Photography And Half-Thoughts By Mitchell Hegman

...because some of it is pretty and some of it is not.

Friday, January 15, 2021

Growing Magic Mushrooms

Recently, the family of a 30-year-old man, noting he had fallen into an episode of deep confusion and fatigue, brought him to an emergency room in Nebraska.  The man, doctors soon realized, suffered from bipolar disorder.  He had stopped taking his prescribed medications and had lapsed into manic and depressive episodes.

But this is a tale about magic mushrooms.

A mounting body of research suggests psilocybin (magic mushrooms) may be used successfully as a treatment for people suffering from depression.  The man we admitted into the emergency room in our opening paragraph, in seeking ways he might decrease his dependency on opioids to combat his maladies, discovered some articles exploring the use of psilocybin for treating symptoms of depression and anxiety.  He thought he might give the mushrooms a try.

While people wanting to “trip” on psychedelic mushrooms generally consume them as-is or in the form of a powder put into a capsule or tea, our man attempted a more “doctorly” approach.  He boiled the mushrooms in water, filtered the liquid through a cotton swab, and then injected the substance into his bloodstream.
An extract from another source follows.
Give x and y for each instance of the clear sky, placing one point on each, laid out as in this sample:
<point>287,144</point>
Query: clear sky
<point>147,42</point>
Within a few days, he become fatigued, vomited blood, and developed jaundice, diarrhea, and nausea.  By the time the man appeared at the emergency room, he couldn't give coherent interview answers.  Subsequent testing indicated he had sustained liver injury and his kidneys weren't functioning properly.

A blood sample revealed the root cause (pun intended) of his organ failure: The mushrooms, which thrive in dark places, had begun to grow in the man's bloodstream.  They were causing system failure.  To save the man, doctors put him on a ventilator and filtered his blood for toxins.  He remained under treatment in the hospital for 22 days.